Threshold for termination reduced
This line has been repeated so many times that you almost get the feeling that the Government have convinced themselves that this is true.
While this is certainly a reassuring political soundbite, particularly for wavering backbench TDs, the fact remains that it is absolutely untrue.
In essence, there are three sources of domestic law in Ireland — the Constitution, the common law (court judgments) and legislation enacted by the Oireachtas.
It would be correct to say that neither the Constitution (Article 40.3.3) nor the common law (the judgment in the X case) are being changed by this new law, and nor can they be.
However, the third element of our legal framework, that of legislation, is quite clearly being changed since there will now be legislation in an area where there currently is none.
An analogy can be drawn between this new legislation and the manner of the introduction of legislation for civil partnerships in 2010.
In that instance, the Constitution was not changed, nor were any previous court judgments, and yet this law was quite rightly seen as one of the most far-reaching pieces of legal change since the foundation of the State. I didn’t hear anyone in Government or Opposition at the time asserting that the law was “not being changed”, and clearly it would have been ludicrous to suggest anything of the kind.

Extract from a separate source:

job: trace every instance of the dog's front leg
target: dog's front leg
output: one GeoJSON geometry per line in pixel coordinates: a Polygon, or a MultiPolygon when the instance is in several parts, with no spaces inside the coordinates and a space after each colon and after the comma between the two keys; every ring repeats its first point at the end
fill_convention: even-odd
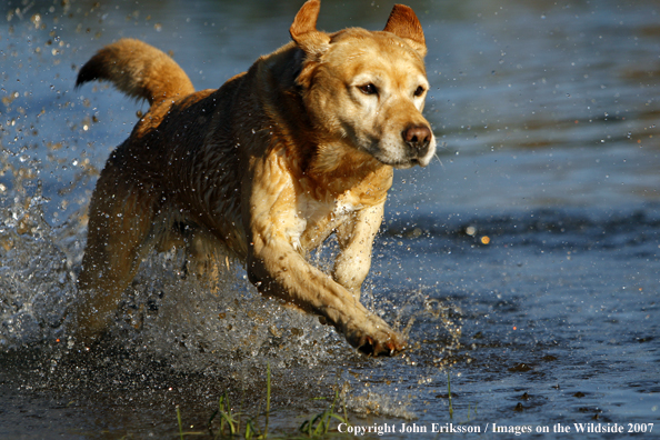
{"type": "Polygon", "coordinates": [[[297,187],[286,157],[273,153],[259,159],[251,176],[243,182],[243,194],[249,199],[243,204],[249,210],[243,211],[243,219],[250,281],[267,296],[323,316],[366,353],[390,354],[403,349],[401,336],[300,254],[297,247],[304,219],[297,216],[297,187]]]}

And yet on this occasion, in a similar set of procedural circumstances, the Government is maintaining this laughable notion that the law is not, in fact, being changed.
To visualise the extent to which it is being changed you need only do a simple “before and after” analysis of the contentious issue of suicidal ideation.
As the law stands a woman who believes herself to be suicidal as a result of her pregnancy must obtain an order of the High Court to secure a termination of her pregnancy.
Under the new law, however, she canobtain the necessary legal clearance from three doctors in her local hospital.
This is a vast reduction in the threshold for a termination in the case of suicidal ideation and it is an utter nonsense for the Government to suggest that it represents anything other than a fundamental and far-reaching change in the law.